Consider how the use of California's cap-and-trade revenues (established by AB 32 to reduce greenhouse gases) has expanded. Next budget year, the governor has targeted $500 million for the absurdly expensive and totally unnecessary high-speed rail. It's also being targeted for affordable housing to reduce the commutes of poorer people.
There's another effort to tie the electricity used in the major water projects in California into the program.
The governor's proposed budget, which now is being debated in the Legislature with a deadline on Sunday (or pay for legislators is suspended), would spend $2.23 billion, while each chamber of the Legislature passed bills spending even more of the revenue.
Notably, the bill setting up cap-and-trade passed by a simple majority and it takes a two-thirds majority to pass a taxation bill. The Democrats do not hold super-majorities in either house and the question will be whether the leaders will ignore that two-thirds requirement and pass an extension of the greenhouse gas reduction goals and timeline.
The original bill is still being litigated by the state Chamber of Commerce and is pending in a state appellate court. If the chamber wins its simple argument that cap-and-trade is a tax?the state position is that it is something else?then the current practice of cap-and-trade could come to an end.

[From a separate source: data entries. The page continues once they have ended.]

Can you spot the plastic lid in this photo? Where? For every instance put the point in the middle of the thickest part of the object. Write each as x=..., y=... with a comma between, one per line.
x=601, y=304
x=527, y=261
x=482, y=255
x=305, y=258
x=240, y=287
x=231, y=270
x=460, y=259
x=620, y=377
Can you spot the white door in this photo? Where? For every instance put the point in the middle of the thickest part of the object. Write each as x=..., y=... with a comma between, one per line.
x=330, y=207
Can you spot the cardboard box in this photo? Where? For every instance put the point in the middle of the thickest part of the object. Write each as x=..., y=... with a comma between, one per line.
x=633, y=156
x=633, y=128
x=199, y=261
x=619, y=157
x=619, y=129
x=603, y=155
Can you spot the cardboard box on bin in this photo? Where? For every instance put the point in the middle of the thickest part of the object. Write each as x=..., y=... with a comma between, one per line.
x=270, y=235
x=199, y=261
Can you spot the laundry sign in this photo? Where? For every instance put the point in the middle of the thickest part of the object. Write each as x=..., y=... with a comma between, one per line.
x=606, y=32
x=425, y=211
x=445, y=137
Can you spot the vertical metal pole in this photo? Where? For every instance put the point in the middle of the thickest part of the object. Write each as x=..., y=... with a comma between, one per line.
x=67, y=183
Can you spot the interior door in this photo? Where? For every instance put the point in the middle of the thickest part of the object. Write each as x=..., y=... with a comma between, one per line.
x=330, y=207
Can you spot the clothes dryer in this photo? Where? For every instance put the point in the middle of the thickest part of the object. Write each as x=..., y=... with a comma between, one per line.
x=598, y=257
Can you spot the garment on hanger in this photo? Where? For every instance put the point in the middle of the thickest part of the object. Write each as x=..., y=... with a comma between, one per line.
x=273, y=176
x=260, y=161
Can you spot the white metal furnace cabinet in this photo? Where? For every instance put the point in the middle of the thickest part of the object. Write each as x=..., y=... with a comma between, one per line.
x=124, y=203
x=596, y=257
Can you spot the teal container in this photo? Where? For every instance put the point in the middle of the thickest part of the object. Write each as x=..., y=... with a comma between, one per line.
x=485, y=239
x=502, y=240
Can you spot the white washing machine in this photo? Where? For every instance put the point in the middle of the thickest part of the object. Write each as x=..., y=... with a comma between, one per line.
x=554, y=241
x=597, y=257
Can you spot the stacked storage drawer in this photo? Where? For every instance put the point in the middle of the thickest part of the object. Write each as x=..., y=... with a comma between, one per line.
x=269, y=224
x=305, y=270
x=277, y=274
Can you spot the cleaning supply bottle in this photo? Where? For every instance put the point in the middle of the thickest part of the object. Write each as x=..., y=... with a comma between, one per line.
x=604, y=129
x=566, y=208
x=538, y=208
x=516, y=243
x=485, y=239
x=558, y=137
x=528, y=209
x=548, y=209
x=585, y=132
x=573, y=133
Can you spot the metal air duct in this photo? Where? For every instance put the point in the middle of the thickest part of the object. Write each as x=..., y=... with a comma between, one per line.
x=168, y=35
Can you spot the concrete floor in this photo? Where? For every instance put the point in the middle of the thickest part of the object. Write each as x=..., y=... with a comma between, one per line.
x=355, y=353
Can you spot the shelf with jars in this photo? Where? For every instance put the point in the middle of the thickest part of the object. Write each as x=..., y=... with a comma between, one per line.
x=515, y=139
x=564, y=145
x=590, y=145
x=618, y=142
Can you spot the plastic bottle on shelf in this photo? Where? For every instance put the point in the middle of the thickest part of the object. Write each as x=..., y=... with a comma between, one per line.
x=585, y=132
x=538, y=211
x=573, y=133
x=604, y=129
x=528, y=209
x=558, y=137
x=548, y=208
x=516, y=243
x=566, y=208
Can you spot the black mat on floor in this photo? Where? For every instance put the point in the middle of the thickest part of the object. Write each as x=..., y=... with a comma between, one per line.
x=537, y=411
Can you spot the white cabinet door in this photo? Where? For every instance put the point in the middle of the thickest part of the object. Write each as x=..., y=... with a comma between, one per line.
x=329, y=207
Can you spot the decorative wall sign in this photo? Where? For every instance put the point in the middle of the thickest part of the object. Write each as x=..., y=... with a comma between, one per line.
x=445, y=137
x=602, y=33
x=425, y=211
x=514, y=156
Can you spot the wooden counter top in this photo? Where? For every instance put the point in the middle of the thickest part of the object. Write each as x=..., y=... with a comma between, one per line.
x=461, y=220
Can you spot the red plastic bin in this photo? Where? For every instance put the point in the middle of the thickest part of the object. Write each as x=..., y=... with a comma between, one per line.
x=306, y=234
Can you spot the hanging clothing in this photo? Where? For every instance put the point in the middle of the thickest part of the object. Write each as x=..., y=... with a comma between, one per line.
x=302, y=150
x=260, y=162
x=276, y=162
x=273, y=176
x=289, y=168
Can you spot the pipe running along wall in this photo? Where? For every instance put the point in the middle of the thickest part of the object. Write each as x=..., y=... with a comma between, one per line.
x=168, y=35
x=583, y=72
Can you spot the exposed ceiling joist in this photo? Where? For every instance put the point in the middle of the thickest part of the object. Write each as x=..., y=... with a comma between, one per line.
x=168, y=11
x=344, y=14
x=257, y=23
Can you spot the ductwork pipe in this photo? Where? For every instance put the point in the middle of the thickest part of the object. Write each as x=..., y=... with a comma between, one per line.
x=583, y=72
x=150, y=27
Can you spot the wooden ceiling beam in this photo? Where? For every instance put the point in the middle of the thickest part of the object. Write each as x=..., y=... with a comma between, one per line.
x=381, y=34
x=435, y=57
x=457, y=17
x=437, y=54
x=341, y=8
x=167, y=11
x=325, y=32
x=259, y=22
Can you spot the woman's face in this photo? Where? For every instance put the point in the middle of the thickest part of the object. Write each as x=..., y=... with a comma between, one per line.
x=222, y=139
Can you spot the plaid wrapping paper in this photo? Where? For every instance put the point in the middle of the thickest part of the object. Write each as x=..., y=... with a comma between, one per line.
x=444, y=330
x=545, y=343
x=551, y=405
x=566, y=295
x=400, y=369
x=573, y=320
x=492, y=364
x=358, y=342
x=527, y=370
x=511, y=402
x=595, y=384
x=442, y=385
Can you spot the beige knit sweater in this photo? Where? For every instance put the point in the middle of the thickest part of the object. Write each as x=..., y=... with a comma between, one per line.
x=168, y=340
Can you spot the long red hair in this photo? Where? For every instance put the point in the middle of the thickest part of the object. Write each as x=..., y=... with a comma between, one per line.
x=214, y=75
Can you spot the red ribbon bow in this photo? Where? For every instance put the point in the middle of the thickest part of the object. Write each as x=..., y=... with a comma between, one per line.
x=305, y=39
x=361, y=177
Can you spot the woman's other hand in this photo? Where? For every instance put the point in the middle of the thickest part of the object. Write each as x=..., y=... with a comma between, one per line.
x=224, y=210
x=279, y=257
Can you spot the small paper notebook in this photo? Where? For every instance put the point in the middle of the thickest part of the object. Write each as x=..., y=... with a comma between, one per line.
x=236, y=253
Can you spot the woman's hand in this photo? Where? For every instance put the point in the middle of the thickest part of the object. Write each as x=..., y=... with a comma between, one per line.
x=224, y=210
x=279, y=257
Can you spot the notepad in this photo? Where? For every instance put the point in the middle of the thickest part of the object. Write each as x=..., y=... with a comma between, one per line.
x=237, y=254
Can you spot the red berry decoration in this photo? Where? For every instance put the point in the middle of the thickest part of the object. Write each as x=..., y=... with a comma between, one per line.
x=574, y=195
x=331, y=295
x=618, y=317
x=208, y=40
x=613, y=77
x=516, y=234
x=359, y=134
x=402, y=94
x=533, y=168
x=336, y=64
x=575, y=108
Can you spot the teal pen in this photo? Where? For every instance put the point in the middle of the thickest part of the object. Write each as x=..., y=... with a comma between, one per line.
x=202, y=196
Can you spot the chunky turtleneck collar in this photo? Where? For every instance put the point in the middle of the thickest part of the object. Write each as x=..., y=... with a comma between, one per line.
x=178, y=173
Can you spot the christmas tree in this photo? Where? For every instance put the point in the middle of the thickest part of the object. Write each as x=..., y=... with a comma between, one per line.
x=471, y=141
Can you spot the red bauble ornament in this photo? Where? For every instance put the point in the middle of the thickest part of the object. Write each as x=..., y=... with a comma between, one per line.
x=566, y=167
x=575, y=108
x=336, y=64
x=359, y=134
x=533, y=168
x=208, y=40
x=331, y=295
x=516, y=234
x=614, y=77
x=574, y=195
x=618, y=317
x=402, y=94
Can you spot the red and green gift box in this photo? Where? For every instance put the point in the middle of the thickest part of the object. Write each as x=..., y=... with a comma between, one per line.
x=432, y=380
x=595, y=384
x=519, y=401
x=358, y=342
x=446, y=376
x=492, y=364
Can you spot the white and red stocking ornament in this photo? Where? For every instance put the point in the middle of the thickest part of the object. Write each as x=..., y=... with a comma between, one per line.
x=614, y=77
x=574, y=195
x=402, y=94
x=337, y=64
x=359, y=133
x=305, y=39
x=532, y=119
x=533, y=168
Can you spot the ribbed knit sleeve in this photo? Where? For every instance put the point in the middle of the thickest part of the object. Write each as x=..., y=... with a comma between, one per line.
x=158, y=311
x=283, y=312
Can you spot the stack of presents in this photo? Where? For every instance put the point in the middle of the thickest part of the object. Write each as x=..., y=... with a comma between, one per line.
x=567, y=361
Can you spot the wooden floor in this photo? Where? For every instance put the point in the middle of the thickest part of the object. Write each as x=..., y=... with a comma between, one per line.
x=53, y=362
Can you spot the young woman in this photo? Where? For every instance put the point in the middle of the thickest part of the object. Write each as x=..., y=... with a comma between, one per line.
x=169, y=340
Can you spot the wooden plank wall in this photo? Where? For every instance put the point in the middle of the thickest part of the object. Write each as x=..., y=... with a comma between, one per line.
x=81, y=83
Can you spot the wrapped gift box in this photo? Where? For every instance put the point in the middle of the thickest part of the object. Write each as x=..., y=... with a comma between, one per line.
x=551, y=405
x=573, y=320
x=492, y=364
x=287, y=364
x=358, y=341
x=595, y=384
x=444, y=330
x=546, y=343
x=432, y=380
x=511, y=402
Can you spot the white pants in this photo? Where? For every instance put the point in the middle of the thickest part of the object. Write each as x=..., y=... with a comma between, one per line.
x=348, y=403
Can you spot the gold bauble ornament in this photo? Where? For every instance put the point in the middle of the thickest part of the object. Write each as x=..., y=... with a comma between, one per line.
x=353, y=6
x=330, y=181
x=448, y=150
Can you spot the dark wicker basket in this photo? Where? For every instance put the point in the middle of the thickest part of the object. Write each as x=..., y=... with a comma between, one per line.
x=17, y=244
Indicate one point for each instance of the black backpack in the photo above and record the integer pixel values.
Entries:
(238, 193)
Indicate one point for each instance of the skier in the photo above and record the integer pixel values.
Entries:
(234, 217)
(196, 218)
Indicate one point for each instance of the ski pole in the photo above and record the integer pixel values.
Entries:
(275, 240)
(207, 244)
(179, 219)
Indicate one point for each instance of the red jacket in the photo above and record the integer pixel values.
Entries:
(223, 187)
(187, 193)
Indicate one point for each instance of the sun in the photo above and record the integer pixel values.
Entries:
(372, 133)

And then there's the Metropolitan Transportation Commission that parcels out transportation funding for the nine Bay Area counties?decisions are made by a board made up of elected representatives from the counties and cities. That structure immediately isolates these decision makers from their respective electorates. This is the outfit that was overseeing and ultimately responsible for the new $6.5 billion Bay Bridge. The original CalTrans estimate for construction was $1.5 billion.
In a recent newsletter from the Greenbelt Alliance, the non-profit noted that MTC had started a new program that "protects our natural and agricultural lands from sprawl development."
Two years ago, MTC commissioners established a "Priority Conservation Area" grant program and allocated $10 million to it. The alleged nexus is that protecting land will encourage people to live in or closer to urban centers and limit the need to spend on transportation.
This is a classic example of an agency that should be building roads, repairing them and investing in sensible transit opportunities allowing its mission to creep well beyond reasonable bounds.
Alameda County Supervisor Scott Haggerty is a commissioner.